Misfortune did not end here. In a situation of confusion caused by the so-called Dispute of Princes in the Hyundai Group in 2000 and the death of Chung Ju-young, the founder of Hyundai, in 2001, Incheon Oil was no different from an abandoned child in the entire Hyundai Group. Then came the vicious tides of the enormous exchange losses and the surcharges imposed by the Fair Trade Commission.
The firms workers were unable to avoid the blows of restructuring. More than 1,000 were employed by the firm at the end of 1990s, but by the time the enterprise became incorporated under the SK Group last year, the number fell to slightly above 490. Hiring through public employment, an annual event of other enterprises, was an extravagant luxury to this enterprise.
Hoping for new energy-
The depression was prolonged in the oil industry and the enterprise was pushed to the verge of collapse when it began liquidation procedures in 2001. But it won attentions again after being helped by the China-effect in 2003 and transformed itself into SK Incheon Oil after it was incorporated into the SK Group.
Instead of restructuring SK Incheon Oil, the SK Group annexed it to its list of companies for public recruitment. The decision was made to inject the enterprise with new energy.
At the news of the public hiring, which was the first in the past decade, the staff of SK Incheon Oil was excited, and heavy hearted at the same time.

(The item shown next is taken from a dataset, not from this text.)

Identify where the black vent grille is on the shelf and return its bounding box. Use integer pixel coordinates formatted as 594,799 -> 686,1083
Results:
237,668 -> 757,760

There were no staff members employed through public hiring under the director-rank since 1997, says Director Kim Myeong-gi, who is in charge of the on-site education of the new employees. Looking at the new staff, Im sometimes reminded of the faces of my coworkers who had to leave the company in times of crisis.
Choi Gwang-su (27), a new employee, says, Im still a new face here, but Ill make efforts to learn the work and help the company make another leap.